As embarrassed as I was for the blow up, I related to Jaime (after again expressing how mortified I was over my behavior) that it was probably what needed to happen. I needed to have the melt down and then reassemble the pieces in a better and more appropriate form. I went to Boise relaxed. I spent a lot of time almost meditating – simply trying to live one day at a time and be in and enjoy the moment. Yes, I was a bit nervous, but relaxed. I ended up having a great race. I have a race this weekend in Bozeman. I’ve been coming off a sinus infection. It’s not exactly how I’d like to approach a race, but it is what it is. I will find time for more meditating, more relaxation, more living in the moment, and spend a little bit of time taking stock of the situation. I’m ready to give it my best shot but I also want to make sure that I have fun. Accept the things I cannot change, courage to make those changes that I can, and then know the difference in the two.

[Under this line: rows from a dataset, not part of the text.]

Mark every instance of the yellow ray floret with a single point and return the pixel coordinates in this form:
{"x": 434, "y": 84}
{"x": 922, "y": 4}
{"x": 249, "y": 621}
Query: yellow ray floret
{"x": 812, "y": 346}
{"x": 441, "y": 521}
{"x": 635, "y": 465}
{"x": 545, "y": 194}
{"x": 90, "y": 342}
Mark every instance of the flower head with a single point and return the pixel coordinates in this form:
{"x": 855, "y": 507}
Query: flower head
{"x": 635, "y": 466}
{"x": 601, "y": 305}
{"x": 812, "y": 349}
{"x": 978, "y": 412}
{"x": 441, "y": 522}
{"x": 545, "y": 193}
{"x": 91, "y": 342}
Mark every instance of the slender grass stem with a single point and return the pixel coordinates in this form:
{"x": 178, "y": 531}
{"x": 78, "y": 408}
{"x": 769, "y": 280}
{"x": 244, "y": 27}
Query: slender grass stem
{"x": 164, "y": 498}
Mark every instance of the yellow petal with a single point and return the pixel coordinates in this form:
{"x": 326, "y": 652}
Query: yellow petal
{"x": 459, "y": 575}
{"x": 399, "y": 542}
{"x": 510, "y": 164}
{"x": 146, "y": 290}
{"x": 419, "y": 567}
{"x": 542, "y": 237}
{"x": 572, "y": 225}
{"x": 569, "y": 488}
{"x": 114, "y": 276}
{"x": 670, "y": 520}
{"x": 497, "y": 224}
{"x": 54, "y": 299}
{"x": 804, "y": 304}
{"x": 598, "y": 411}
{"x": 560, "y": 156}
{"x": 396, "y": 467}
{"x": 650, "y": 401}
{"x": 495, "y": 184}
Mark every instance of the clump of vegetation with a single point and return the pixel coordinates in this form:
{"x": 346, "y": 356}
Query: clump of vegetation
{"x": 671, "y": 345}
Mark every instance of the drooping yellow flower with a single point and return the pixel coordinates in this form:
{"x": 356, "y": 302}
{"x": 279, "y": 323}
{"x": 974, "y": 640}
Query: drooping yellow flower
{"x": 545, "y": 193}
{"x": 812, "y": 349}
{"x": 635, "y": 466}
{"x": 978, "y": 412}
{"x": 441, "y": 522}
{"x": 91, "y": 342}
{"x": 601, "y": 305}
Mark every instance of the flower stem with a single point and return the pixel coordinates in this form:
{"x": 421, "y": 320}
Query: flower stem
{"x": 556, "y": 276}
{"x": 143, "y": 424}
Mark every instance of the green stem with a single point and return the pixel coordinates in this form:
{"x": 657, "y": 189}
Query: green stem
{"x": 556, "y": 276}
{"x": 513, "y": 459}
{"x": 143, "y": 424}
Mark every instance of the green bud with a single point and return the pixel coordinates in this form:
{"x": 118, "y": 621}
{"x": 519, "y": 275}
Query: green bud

Today I had lunch with Jaime to celebrate his upcoming birthday. As we talked about things he related that at one time about ten years he felt like he had to win every race and became consumed in the training to the point where it was, in his words, making him a raving lunatic. He too had a similar blow up and his wife provided a version of the cold water slap to the face similar to the one he had given me a month ago. He realized he needed to take stock of the situation and make some changes. I’m thankful for the changes he made and I’m thankful he was willing to let me know in no uncertain terms that I needed to do likewise.